Back home in Texas, she redeemed herself in the Pan de Campo fiesta in San Diego, Texas. (In Pan del Campo: they cook tortillas over open fires, like the old Mexican cowboys used to do.)
She won first place with a time of 41:56 for the 10K. The weather was 80-plus and humid. We were back in South Texas.
There were wonderful beach runs those early years at Port Isabel on South Padre Island. Paul and Betty O'Leary, living in Brownsville at the time, used to watch from an air-conditioned Mercedes, Paul observing that it was as exciting as waiting for the paint to dry.
Jeanne won us a turkey one year, at the Brownsville Turkey Trot, a delicious bird as prepared by Betty.
Jeanne ran the Houston Tenneco Marathon and finished in under four hours one January. Sean and I had to drag her between us back to the motel where they had run out of hot water.
Victoria, Texas put on great 10K runs sponsored by the De Tar Hospital there, which apparently thought beer was a health drink, there was so much of it. Harlingen, Texas always puts on great road races.
At one of them, Jeanne came in second on the two-miler at 14:00 "behind the Iowa whiz" as she noted. To this day we don't know who that "Iowa whiz" was.
We know she was a winter Texan. Jeanne is grateful she never turned up again, but stayed home in the Midwest where Jeanne thinks she belongs.
Best of all were the Capitol 10Ks in Austin, with over 20,000 runners, mostly wild and crazy. One year there was even a wedding just before the gun went off.
Shotgun or cannon, I can't remember. The bride wore running shoes under her full length white wedding gown and veil, complete with train, and the groom wore a tuxedo. The preacher ran after them, maybe to get paid.
Soldiers from Fort Hood ran in sixes, calling out their cadences, mostly about the glories of beer and in perfect formation. Others ran in armadillo costumes, clown suits, nightgowns, bib overalls, leprechaun suits, striped prison garb and (gulp!) bikinis.
A motley, wonderful slice of America. The best year was the year in Austin when she knocked off the first place trophy there in her age category. Sean, our son, had figured out that she was in the 99th percentile of women runners on the national scale in her age category. Still unrevealed.
The scrapbook is too thick to reproduce here. My favorite photos, of course, are of Jeanne and Sean, our son, running in a race wearing the numbers pinned to them and competing against each other. (This year they are climbing "Fourteeners" together in Colorado. A "Fourteener" is any mountain that goes above 14,000 feet, and there are dozens of those left to climb in Colorado.)

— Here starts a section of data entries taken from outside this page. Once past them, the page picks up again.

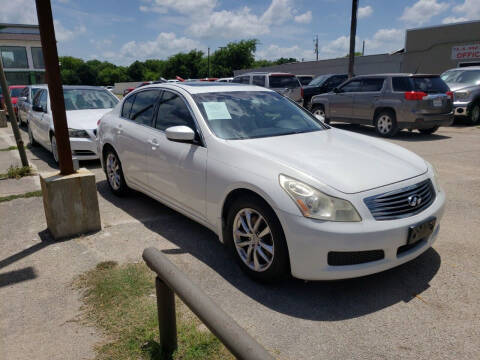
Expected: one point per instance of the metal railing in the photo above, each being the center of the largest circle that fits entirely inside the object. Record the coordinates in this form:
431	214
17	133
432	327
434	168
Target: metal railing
171	280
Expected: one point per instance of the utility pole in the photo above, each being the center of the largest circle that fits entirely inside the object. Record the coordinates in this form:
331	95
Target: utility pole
13	118
208	61
57	102
353	34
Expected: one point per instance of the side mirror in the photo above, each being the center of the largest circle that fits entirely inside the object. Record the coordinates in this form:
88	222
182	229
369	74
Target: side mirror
180	133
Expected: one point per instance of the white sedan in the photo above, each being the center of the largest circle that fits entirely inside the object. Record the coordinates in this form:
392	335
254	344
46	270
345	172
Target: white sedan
284	192
84	106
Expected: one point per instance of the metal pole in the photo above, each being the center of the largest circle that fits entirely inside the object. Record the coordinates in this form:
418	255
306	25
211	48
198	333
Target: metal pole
353	34
235	338
167	322
208	61
13	118
57	102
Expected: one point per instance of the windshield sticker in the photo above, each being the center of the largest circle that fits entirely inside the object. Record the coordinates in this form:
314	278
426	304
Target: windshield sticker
216	110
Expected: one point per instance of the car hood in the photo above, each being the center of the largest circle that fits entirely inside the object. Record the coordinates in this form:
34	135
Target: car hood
345	161
85	119
459	86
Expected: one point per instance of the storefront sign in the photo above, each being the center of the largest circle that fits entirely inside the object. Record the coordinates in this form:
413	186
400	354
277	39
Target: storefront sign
463	52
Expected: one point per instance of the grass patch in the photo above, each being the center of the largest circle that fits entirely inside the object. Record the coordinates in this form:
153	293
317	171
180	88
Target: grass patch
118	300
16	172
21	196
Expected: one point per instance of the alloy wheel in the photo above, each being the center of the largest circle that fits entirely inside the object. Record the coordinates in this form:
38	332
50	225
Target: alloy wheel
253	239
384	124
113	171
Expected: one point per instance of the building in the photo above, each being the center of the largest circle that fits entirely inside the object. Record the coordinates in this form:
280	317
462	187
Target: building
427	50
21	52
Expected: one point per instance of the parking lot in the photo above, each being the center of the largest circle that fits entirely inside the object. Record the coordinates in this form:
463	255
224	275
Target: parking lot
427	308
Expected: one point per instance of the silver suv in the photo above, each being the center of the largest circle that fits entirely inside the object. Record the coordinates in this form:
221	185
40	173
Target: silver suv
390	102
284	83
465	84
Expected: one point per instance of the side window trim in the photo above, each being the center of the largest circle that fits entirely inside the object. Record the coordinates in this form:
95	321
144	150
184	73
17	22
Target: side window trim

For more than 15 years, my wife came home with medals and trophies, which now fill many boxes in our attic.
Although she still runs four miles a day, she no longer competes because she is afraid her former students will discover her age if her name appears on the sports page, a fear akin to the man's who made a hole in one when he was supposed to be at work.

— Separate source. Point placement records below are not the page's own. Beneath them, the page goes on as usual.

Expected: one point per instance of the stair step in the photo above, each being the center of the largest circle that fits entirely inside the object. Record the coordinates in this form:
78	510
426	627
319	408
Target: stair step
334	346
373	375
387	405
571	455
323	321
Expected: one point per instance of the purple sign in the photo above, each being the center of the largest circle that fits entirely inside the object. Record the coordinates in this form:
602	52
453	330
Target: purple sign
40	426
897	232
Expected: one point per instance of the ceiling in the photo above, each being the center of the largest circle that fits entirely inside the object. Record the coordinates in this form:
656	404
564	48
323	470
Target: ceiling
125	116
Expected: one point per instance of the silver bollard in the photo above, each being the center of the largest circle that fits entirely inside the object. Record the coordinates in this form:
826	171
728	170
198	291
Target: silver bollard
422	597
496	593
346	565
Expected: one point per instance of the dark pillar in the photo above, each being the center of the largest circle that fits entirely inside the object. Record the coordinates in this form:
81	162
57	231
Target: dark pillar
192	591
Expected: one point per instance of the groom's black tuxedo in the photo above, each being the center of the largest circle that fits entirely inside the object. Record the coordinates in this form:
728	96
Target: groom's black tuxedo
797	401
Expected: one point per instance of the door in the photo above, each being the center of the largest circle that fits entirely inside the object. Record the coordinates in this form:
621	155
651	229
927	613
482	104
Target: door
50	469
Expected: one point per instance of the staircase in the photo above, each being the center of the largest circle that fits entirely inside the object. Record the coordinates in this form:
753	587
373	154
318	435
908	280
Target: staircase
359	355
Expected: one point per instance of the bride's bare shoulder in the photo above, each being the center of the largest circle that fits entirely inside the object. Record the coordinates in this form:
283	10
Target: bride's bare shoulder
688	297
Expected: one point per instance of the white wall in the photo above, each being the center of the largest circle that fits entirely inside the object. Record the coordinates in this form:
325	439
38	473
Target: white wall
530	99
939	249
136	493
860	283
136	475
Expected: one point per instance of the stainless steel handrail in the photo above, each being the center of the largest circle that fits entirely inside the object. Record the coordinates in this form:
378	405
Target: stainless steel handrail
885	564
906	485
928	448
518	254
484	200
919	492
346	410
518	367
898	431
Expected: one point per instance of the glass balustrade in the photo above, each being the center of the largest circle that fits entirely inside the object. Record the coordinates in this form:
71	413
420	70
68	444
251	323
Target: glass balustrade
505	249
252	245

My scrapbook could reveal the truth, but only the most favored guest ever gets to see it.
The scrapbook always sets me to musing about my wife the runner, and sometimes mysterious person, who doesn't want her age or accomplishments noted. I know she prays when she runs. It must be the running that keeps her always in a good mood, never whining or crabby (I should try this).

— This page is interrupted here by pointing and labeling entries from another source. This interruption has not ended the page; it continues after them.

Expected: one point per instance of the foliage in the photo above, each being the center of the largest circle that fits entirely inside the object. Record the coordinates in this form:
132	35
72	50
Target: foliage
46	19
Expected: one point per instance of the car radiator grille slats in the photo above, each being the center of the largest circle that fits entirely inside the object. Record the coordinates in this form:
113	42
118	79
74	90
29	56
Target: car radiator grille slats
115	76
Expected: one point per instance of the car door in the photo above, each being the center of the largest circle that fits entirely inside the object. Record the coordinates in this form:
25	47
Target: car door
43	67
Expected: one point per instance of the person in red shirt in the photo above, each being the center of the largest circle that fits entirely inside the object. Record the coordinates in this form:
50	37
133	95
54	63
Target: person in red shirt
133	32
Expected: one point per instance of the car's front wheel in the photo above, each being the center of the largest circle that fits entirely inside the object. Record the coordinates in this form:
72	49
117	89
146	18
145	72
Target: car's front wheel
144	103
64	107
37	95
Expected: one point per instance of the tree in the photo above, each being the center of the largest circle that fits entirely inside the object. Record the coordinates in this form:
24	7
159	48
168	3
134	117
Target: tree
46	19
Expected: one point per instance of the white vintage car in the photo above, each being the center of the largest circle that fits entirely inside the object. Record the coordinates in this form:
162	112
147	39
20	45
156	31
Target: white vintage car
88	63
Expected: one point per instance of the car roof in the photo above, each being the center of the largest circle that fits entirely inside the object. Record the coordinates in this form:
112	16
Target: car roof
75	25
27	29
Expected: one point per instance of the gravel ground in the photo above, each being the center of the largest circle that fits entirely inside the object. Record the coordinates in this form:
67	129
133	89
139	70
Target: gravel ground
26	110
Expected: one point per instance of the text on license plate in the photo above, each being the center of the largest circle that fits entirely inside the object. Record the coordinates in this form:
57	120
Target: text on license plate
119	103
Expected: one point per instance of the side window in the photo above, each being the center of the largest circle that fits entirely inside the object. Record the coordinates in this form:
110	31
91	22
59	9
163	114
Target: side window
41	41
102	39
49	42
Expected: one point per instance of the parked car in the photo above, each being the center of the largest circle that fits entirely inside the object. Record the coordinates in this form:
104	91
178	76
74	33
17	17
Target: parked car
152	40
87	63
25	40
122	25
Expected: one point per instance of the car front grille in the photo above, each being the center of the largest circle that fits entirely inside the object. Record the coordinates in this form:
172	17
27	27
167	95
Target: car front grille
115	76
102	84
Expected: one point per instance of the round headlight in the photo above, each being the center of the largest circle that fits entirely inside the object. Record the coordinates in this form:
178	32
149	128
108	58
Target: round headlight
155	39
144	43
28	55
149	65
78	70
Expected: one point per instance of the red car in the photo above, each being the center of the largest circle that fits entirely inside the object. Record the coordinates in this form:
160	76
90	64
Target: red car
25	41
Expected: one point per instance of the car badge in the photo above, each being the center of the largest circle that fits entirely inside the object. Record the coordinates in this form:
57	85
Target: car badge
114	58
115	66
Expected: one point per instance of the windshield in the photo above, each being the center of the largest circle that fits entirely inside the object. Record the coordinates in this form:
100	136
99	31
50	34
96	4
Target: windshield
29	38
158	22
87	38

It must be the running that builds up her confidence and assertiveness and keeps her slender and in excellent health. It must be the running that floated away her tension after a long day of teaching chemistry to her high school students, who all marveled at her running ability.
Because she is a runner she watches what she eats and drinks. She usually smiles, except while running. Then she appears with a grimace on her face (No pain, no gain).
Jeanne does keep her priorities straight, though. Her work ethic is in her bones. For her, running is not just a sport, or a weight program, or a way to exercise, or to release tension, or to show off. For her, running is a way of life.
For all of you bachelors out there, I have some infallible advice: Marry a runner . . . if you can catch one.